Stilisticamente, quest'opera rientra nel catalogo di Giovanni Paolo Castelli, noto come "Lo Spadino" (Roma 1659-1730). L'esuberante decorazione barocca, la qualità della rappresentazione della frutta e la tavolozza di colori saturi e vivaci sono tutti elementi che caratterizzano le opere conosciute del pittore romano.
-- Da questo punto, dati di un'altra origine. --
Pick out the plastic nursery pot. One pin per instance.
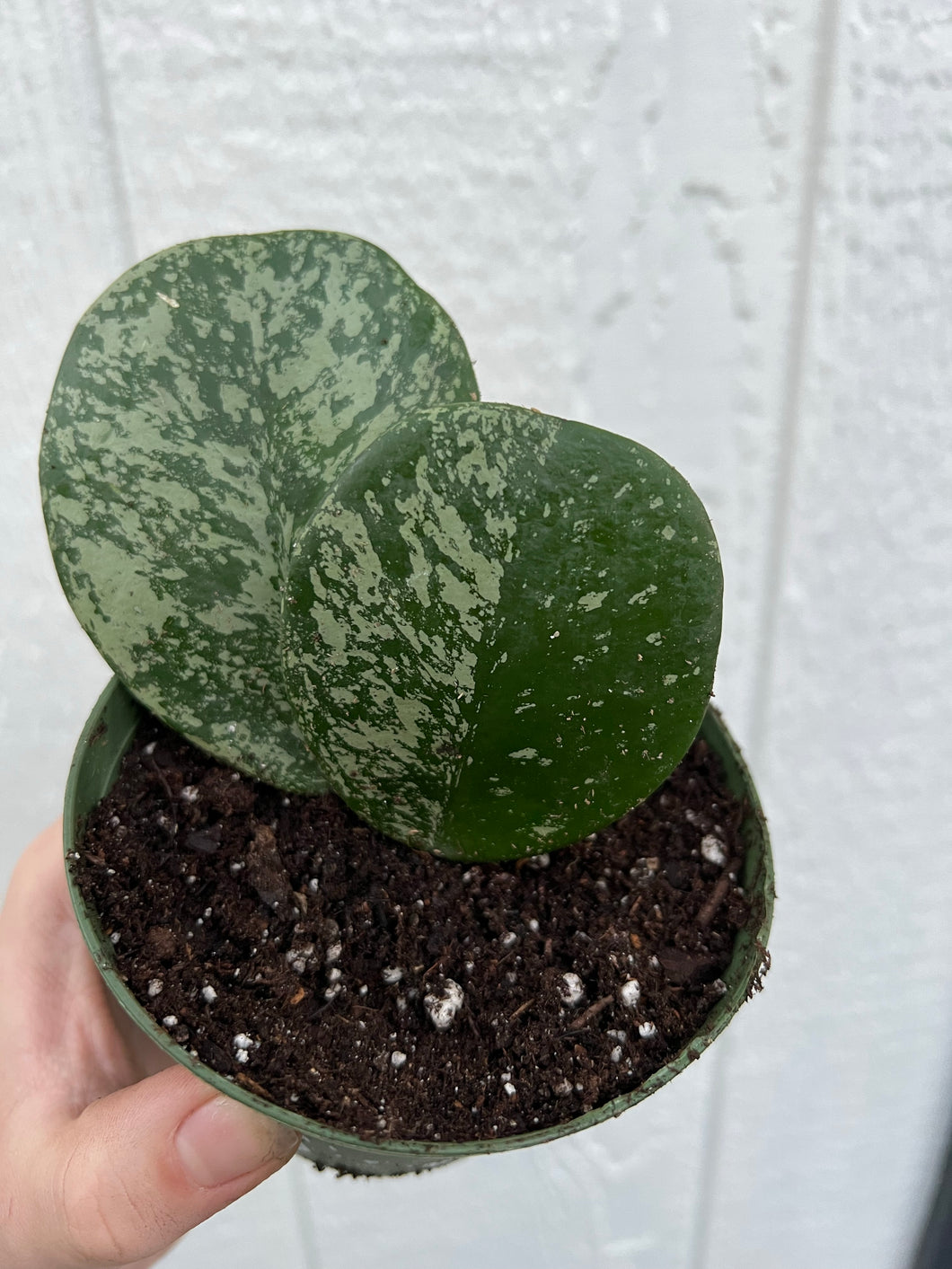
(110, 733)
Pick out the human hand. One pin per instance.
(110, 1151)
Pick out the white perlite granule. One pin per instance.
(443, 1008)
(714, 850)
(631, 992)
(571, 989)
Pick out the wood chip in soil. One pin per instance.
(401, 996)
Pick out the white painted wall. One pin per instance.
(724, 230)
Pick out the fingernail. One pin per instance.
(224, 1140)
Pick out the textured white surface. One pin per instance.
(721, 229)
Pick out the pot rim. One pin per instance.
(94, 762)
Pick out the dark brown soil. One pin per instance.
(304, 956)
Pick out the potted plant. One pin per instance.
(301, 541)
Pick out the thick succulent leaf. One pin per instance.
(501, 629)
(203, 404)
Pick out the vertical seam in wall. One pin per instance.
(123, 215)
(796, 372)
(304, 1212)
(772, 590)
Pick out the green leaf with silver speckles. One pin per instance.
(501, 629)
(203, 404)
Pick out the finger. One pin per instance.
(140, 1168)
(58, 1035)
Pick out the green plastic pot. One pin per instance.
(95, 764)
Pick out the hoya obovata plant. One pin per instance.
(285, 516)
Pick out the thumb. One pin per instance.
(141, 1167)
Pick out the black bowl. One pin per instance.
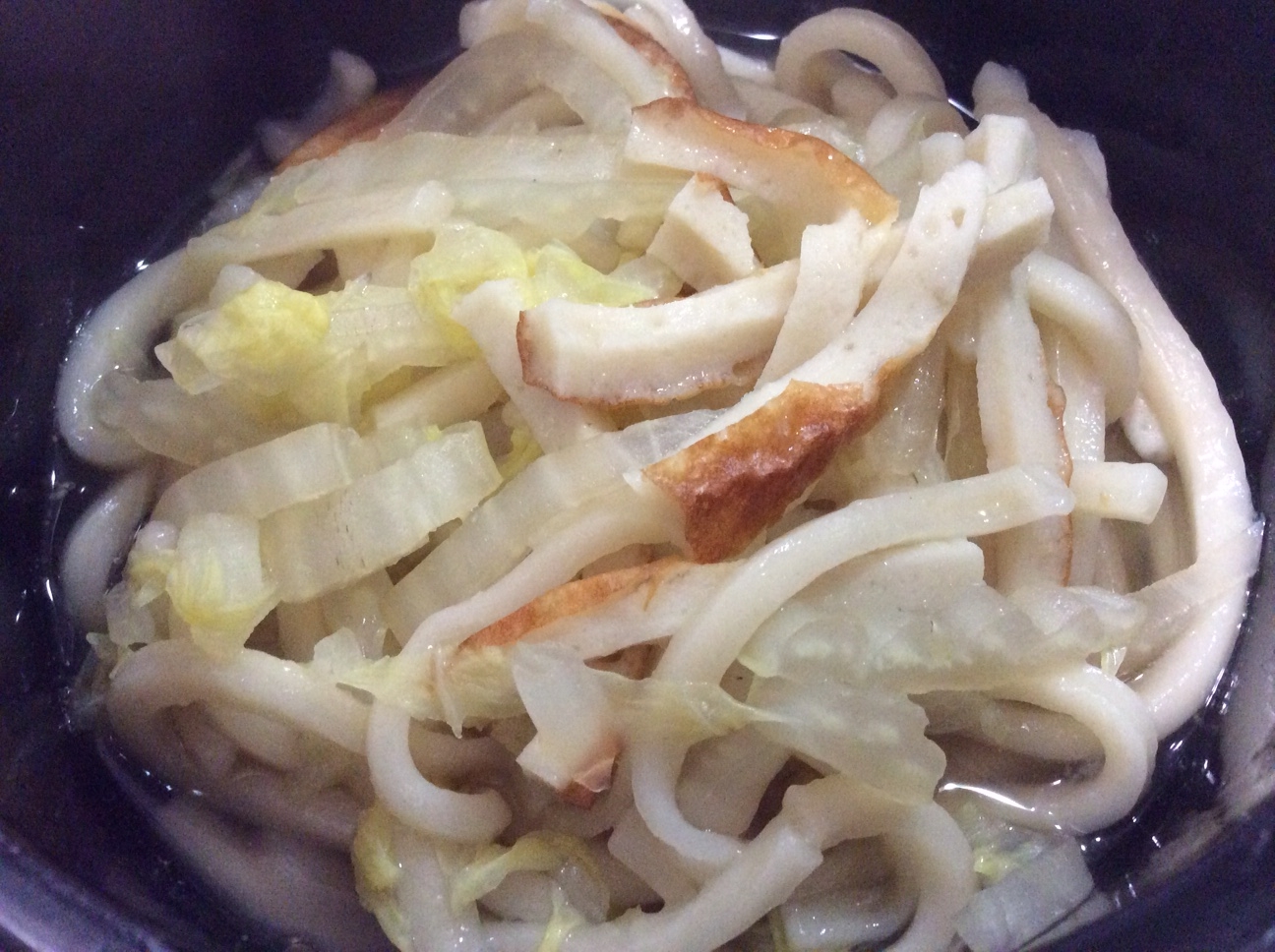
(116, 117)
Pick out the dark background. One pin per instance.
(116, 116)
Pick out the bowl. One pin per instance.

Giovanni Paolo Castelli, detto "Lo Spadino", è la figura più famosa di una famiglia di artisti specializzati in nature morte, attivi a Roma nella seconda metà del XVII secolo e nei primi decenni del XVIII. La famiglia Castelli comprendeva tre pittori imparentati: i fratelli Bartolomeo (1641-1686) e Giovanni Paolo, separati da diciotto anni, e il figlio di Giovanni Castelli, anch'egli di nome Bartolomeo (1696-1738). Giovanni Paolo è il membro più famoso e documentato della famiglia Castelli, noto come "Lo Spadino", un soprannome derivato da un piccolo pugnale che egli pose simbolicamente tra i frutti in un dipinto, che fu poi adottato dal figlio e utilizzato anche nei documenti ufficiali.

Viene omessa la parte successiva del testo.